1. Review answers for the matrix programming language grammar.
2. Define a Haskell type for
   • Full names (first, last, middle)
   • A course roster, including the major (eg: "SE" or "CS"), the course number, and all students, where each student is specified by their full name
3. Give two primary reasons why program input needs to be parsed (remembering a compiler is just a program!).
4. Using BNL, give a parse tree for "10.01"
5. Why not use written languages (Mandarin, English, French, etc.) to define the syntax of programming languages?
6. Give another example of a metalanguage besides BNF or EBNF.
7. Create a grammar (a CFG) for the language captured by the regular expression (0|1)*1(0|1)*. Specify the grammar formally using a quadruple (⟨...⟩)
8. Extend the "classic expression grammar" (approximately slide 10 in note 3) to include calling functions with multiple arguments.
9. A CFG is formally described as a quadruple with the fourth item being the start non-terminal. Why can't we just assume the first non-terminal is the start symbol?
10. Using the expression grammar in the notes, give a derivation sequence for 3 + 4 * 5.
11. Give a CFG (formally defined) for aⁿbⁿ.
12. Give a railroad diagram for aⁿbⁿ.
13. Give an ambiguous grammar, written in BNF, for 1*.
14. Give a left-recursive grammar for a*, then rewrite it as a right-recursive grammar.
15. Give a proof that any regular expression (using just sequence, |, and *) can be written as a context free grammar written using just BNF (that is, productions without regular expression notation like * and |).
16. In two sentences, explain how to write a recursive descent parser.
17. Explain in two sentences how a bottom-up parser works (assuming the reader knows what a bottom-up parser is).
18. Explain in two sentences how a top-down parser works (again, assuming the reader knows what one is).
19. Write a recursive descent parser for the CFG ⟨{X}, {a}, {X → a X a, X → b}, X⟩ assuming you have a next_token method that returns the next token (a character, in this case) and advance that advances to the following token. Write the parser in C++.

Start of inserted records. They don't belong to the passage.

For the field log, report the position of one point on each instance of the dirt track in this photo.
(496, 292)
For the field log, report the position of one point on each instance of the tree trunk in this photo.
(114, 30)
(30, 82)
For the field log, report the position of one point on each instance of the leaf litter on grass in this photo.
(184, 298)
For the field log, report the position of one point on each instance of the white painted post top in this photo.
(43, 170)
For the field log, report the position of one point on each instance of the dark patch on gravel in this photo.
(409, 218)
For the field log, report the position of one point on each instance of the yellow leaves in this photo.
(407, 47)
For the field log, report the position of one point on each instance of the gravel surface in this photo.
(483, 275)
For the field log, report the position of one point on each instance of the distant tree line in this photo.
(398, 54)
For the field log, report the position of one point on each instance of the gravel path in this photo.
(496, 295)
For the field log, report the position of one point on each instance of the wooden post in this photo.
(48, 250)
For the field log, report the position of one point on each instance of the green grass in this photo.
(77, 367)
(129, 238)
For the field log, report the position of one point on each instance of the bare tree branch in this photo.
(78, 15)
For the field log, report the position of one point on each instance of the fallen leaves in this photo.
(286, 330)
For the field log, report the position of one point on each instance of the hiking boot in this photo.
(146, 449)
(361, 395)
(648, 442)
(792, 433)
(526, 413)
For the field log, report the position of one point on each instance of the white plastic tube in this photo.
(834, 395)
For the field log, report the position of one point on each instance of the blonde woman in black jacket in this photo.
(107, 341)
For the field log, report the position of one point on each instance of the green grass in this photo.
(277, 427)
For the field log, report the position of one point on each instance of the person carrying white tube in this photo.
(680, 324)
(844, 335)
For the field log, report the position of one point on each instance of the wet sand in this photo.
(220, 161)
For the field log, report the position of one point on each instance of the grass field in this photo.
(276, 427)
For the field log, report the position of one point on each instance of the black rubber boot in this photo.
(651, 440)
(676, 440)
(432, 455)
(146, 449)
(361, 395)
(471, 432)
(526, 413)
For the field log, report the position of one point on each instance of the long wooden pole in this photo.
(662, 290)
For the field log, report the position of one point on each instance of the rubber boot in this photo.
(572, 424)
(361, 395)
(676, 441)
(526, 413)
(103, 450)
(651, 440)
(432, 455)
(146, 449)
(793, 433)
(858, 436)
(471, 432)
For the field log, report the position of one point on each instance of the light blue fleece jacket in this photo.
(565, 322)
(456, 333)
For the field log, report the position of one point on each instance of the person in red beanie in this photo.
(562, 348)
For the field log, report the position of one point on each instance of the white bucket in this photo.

20. Is there a bound on the size of the stack to_match (z in the notes) for a bottom-up parser?
21. Write a Haskell function that uses pattern matching and recursion to return whether a list has an even length. Do not use length.
22. Why is is_empty x = (length x) == 0 a bad idea?
23. A restaurant has two menus, one for lunch and one for dinner. Each menu is a list of food items. Create a Haskell type to track the two types of menus, and use that type to write a Haskell function that takes a list of menus and counts the number of ones for dinner.
24. Using Haskell, write a recursive descent parser for the CFG ⟨{X, Y}, {a, b, c}, {X → aY, X →c, Y → bX}, X⟩. The function should take a list of characters (a string) such as "ababc" and return True if the string is accepted by the grammar and False otherwise.
25. Modify nats.hs to include a subtraction operation so that

            subst (Succ (Succ (Succ Zero))) (Succ (Succ Zero))
    

    gives (Succ Zero) (that is, 3 - 2 gives 1). If the second argument is greater than the first, return Zero.
26. Select an ANTLR specification file and name all of the elements in that file.
27. Explain ad-hoc vs. operational semantics. Give an advantage of each.